Barbujani spiega che la genetica moderna ha sfatato il mito delle razze umane biologicamente distinte: il 99,9% del DNA è identico tra tutti gli esseri umani, e la variazione genetica all’interno di qualsiasi gruppo è molto maggiore di quella tra gruppi diversi. Solo una piccola parte delle varianti genetiche è specifica a certe popolazioni, ma queste varianze non supportano l’idea di "razze" separate, bensì evidenziano un continuum geografico di sfumature genetiche.

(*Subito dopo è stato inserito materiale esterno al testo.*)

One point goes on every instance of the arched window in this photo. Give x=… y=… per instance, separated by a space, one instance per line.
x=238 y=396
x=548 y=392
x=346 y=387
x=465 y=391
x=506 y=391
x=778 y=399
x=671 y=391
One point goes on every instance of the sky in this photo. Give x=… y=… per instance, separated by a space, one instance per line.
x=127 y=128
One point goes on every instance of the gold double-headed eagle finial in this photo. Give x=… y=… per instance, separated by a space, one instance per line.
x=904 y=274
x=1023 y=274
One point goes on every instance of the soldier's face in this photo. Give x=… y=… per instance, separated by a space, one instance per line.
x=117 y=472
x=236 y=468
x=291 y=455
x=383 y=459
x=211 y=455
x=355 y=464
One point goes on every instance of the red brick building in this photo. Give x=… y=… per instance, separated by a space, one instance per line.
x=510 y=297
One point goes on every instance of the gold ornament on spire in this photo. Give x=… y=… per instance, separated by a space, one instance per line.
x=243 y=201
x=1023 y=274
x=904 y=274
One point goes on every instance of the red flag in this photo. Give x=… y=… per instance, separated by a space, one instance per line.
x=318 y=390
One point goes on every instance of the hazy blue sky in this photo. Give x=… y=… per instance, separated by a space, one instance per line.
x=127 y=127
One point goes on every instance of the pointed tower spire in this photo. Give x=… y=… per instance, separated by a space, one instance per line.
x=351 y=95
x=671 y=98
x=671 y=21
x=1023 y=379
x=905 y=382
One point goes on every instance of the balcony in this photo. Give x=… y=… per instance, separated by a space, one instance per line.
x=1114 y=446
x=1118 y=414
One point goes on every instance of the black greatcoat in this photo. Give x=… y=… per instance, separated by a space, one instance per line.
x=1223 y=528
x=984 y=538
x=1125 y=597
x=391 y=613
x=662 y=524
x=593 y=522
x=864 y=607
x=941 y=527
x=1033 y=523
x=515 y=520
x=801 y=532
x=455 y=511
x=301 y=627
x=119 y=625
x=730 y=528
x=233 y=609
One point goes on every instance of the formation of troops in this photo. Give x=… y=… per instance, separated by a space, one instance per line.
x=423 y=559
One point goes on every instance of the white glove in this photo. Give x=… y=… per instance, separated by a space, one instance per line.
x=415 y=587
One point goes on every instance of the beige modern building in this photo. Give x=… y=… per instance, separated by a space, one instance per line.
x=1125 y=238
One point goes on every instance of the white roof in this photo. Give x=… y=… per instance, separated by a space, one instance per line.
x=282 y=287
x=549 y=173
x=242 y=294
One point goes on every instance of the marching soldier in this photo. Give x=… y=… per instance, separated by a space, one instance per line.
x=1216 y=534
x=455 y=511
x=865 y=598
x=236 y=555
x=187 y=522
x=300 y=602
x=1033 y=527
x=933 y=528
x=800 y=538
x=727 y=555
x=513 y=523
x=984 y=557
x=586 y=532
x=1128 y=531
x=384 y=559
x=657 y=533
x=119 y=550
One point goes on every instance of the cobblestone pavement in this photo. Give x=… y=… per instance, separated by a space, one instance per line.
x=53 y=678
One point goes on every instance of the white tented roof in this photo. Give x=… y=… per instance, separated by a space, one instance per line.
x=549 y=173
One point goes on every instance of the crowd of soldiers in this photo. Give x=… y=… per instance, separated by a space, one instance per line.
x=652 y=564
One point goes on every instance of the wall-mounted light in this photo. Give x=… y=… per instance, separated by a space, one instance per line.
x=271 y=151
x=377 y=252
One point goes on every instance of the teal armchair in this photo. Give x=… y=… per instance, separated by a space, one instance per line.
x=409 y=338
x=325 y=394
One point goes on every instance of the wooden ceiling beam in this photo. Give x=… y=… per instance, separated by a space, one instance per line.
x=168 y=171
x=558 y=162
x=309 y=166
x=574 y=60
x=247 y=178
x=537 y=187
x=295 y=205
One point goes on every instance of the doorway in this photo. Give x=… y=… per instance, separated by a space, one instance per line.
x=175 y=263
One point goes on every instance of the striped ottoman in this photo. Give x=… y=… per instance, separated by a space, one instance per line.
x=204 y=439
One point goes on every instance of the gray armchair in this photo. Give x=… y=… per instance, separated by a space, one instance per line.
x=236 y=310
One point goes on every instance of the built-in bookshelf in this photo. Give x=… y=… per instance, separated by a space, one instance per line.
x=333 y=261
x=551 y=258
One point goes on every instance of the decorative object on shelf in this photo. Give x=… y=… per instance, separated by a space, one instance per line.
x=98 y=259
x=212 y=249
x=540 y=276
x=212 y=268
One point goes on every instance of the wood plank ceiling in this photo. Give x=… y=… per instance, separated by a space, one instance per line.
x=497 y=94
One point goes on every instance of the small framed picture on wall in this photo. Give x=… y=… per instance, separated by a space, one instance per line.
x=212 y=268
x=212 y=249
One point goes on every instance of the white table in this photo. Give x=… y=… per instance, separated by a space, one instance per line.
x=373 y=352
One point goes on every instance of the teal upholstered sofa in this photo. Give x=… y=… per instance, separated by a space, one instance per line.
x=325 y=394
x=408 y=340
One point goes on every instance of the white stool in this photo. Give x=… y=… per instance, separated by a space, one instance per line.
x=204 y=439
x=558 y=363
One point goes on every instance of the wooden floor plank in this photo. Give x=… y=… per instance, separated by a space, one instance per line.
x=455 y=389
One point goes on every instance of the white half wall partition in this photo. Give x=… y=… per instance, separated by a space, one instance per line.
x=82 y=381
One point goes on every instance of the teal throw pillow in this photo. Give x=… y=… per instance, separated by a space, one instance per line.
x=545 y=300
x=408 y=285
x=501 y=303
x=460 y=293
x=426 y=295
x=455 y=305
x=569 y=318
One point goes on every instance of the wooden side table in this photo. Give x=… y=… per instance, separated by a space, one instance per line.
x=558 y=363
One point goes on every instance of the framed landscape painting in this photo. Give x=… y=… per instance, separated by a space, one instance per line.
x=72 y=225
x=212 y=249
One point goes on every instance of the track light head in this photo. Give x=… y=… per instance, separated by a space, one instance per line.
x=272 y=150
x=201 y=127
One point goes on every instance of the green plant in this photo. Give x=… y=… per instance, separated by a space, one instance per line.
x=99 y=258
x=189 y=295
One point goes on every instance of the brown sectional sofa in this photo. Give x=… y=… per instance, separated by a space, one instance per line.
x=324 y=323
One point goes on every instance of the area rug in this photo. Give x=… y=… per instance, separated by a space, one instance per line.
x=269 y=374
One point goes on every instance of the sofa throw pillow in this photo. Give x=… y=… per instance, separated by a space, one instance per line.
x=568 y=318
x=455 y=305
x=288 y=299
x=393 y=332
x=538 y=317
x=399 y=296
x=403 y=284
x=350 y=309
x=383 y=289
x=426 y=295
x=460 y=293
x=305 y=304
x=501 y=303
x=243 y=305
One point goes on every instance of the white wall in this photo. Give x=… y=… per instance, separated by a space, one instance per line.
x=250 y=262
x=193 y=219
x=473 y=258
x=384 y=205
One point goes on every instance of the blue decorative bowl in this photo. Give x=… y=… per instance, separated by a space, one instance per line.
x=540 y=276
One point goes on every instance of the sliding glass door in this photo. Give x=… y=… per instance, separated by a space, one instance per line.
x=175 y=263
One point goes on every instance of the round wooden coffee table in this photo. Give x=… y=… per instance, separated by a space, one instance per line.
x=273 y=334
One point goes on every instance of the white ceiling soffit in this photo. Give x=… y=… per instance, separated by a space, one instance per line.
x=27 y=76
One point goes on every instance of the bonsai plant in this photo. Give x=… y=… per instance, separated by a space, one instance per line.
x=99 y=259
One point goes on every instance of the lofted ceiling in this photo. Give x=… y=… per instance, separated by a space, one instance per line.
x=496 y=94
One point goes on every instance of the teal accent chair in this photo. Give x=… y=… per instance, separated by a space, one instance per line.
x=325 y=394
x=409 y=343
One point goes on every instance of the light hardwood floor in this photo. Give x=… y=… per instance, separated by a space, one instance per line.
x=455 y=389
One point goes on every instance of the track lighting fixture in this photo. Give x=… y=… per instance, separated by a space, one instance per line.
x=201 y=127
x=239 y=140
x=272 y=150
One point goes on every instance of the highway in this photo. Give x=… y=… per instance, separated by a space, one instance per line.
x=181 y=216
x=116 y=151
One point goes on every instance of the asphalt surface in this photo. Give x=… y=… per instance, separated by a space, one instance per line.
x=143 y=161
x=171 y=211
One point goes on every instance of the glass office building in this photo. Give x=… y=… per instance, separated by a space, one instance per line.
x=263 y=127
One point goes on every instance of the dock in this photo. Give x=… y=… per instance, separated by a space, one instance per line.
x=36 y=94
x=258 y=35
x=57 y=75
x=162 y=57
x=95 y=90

Sui test del DNA in commercio, Barbujani evidenzia che, sebbene abbiano capacità di indicare alcuni marcatori genetici rari e specifici, la loro scientificità è limitata dal rimescolamento genetico continuo delle popolazioni. Questi test possono fornire indicazioni generiche sulle origini, ma spesso i risultati non coincidono con aspettative storiche o familiari, e la complessità della genetica non consente ancora di tracciare con precisione rigida identità etniche o genealogiche complete. L’interpretazione dei dati deve essere cauta e critica, per evitare malintesi o distorsioni.
Infine, Barbujani illustra la progressione numerica degli antenati nel tempo. Ad esempio, risalendo a circa 300 anni fa (circa 10 generazioni), ogni individuo ha teoricamente 2^10 ossia circa 1.000 antenati diretti, ma di fatto a causa di incroci tra famiglie il numero reale è inferiore. Questo fenomeno amplifica rapidamente la complessità delle origini individuali, mostrando che ognuno di noi è il risultato di una molteplicità di antenati provenienti da diverse popolazioni e luoghi, rinforzando l’idea che le identità biologiche sono complesse e intrecciate.
Un esempio pratico: un numero esponenziale di antenati nel passato remoto evidenzia quanto siamo geneticamente “cosmopoliti” e quanto siano svanite nel tempo le distinzioni rigide tra gruppi umani.